Nitekim İsrail başbakanı kafatasçı Netenyahu ile birlikte basının karşısına geçen Leyen, “İsrail’in terörizme karşı savaşında yanındayız, her türlü desteğe varız” derken, hem Filistin halkının direnişini terörizmle yaftalıyor hem de uluslararası kurallara göre savaş suçu işleyen İsrail’in elini temize çıkarmaya, yeni katliamlar için cesaretlendirmeye çalışıyordu. Öyle ya, teröristlerin, yani 2 milyonu aşkın Gazzelinin bombalanması, açlığa ve susuzluğa mahkum edilmesi bir haktı. Nitekim öyle de oldu ve Lehey’in ziyaretinden kısa bir zaman sonra İsrail El-Ahli hastanesini bombalayarak büyük bir katliama daha imza attı.
Leyen’in ardından bölgeye giden bir diğer Avrupalı siyasetçi Almanya devlet başkanı Sholz oldu. Her ne kadar havaalanında füze alarmı nedeniyle Gazze halkının on yıllardır yaşadığının milyarda birini yaşamak zorunda kalsa da, o esas mesaisini Mısır ve Ürdün’de yaptığı temaslarla Siyonistlerin Gazze halkını Sınai çölüne sürme planlarına kapı aralamaya çalıştı. Bunun olmadığını görünce o da Lehey gibi Netenyahu’yla kameralar karşısına geçerek “büyük dayanışma” pozları verdi.
İngiltere başbakanı Rishi Sunak ise İsrail’e yaptığı ziyarette belki de sözde demokrasi, insan hakları, adalet ve eşitlik savunucusu Avrupa’nın, liberal demokrasinin gerçekte değerler sisteminin kapitalist- emperyalist çıkarlardan oluştuğunu, bu çıkarlar için halkların kanını dökmekten bir an bile tereddüt etmeyeceklerini gözler önüne serdi. Dünya El-Ahli hastane katliamının şokunu yaşarken, Sunak, İsrail’in terörizme (yani Filistin halkına) karşı savaşında uluslararası kurallara uygun davrandığına inandığını açıklayarak, Siyonizmi aklamaya çalıştı. Bununla da yetinmeyen Sunak, Netenyahu’ya dönerek “kazanmanızı istiyoruz, bunun için çalışacağız” diyerek aslında savaşın direk içinde olduklarını itiraf etmiş oldu.

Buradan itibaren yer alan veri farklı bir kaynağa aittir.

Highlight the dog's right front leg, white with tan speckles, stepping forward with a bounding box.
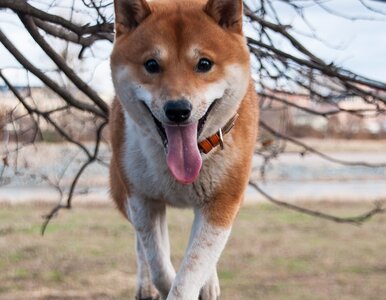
[167,208,231,300]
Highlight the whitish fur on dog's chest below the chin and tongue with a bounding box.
[122,112,236,207]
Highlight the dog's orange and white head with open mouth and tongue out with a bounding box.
[111,0,250,183]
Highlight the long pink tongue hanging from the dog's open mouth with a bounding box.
[164,122,202,184]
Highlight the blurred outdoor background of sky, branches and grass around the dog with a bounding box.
[0,0,386,299]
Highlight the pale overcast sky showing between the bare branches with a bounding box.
[0,0,386,96]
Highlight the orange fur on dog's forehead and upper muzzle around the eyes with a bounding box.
[111,1,249,105]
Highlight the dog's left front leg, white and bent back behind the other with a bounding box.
[128,197,175,299]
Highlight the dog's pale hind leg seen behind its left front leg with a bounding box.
[135,234,159,300]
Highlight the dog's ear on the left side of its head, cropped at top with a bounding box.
[114,0,151,35]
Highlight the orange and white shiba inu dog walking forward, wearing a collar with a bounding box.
[110,0,258,300]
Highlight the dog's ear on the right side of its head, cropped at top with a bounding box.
[204,0,243,33]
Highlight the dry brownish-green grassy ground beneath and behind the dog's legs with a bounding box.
[0,203,386,300]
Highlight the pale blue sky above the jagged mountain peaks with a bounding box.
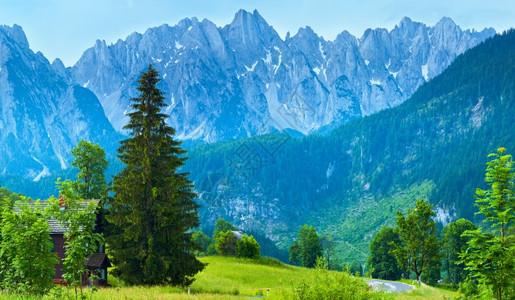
[0,0,515,66]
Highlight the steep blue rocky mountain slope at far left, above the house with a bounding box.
[0,25,119,181]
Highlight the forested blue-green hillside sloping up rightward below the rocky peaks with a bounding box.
[186,30,515,261]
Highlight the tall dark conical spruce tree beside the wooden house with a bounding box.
[107,65,204,285]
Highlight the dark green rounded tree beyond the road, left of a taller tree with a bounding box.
[368,226,404,280]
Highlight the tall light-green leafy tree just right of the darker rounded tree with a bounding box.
[390,199,442,280]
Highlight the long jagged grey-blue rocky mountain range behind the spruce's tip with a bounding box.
[69,10,495,142]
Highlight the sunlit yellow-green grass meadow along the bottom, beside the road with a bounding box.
[0,256,456,300]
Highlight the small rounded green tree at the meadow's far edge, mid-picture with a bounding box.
[290,224,322,268]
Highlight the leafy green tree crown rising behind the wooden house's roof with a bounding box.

Tüm bu ziyaretler göstermektedir ki Avrupalı emperyalistlerin hiç değilse önemli bir kesimi tarihsel olduğu gibi, güncelde de tereddütsüz Siyonist İsrail’in yanında yer almakta, Filistin direnişinin kanla bastırılması, Filistin halkının yeni bir Nakba ile yerinden yurdundan edilmesi için kendi ekonomik, askeri ve politik olanaklarını sonuna kadar açmaktalar ve yeni katliamlar için İsrail’i teşvik etmekteler.
Fakat gerçekler gibi haksızlığa karşı direniş de inatçıdır. Şu anda kameraların karşısında emperyalistler ve onların temsilcileri var, ancak dünya halkları, Avrupa’nın aydınlık işçi ve emekçileri daha son sözünü söylemedi. Onlar milyonlar olup sokaklara aktığında, mazlum Filistin halkı gibi ölümü yendiğinde tüm kafatasçılar insanlığa karşı işledikleri suçlardan kendilerini sıyıramayacaklar.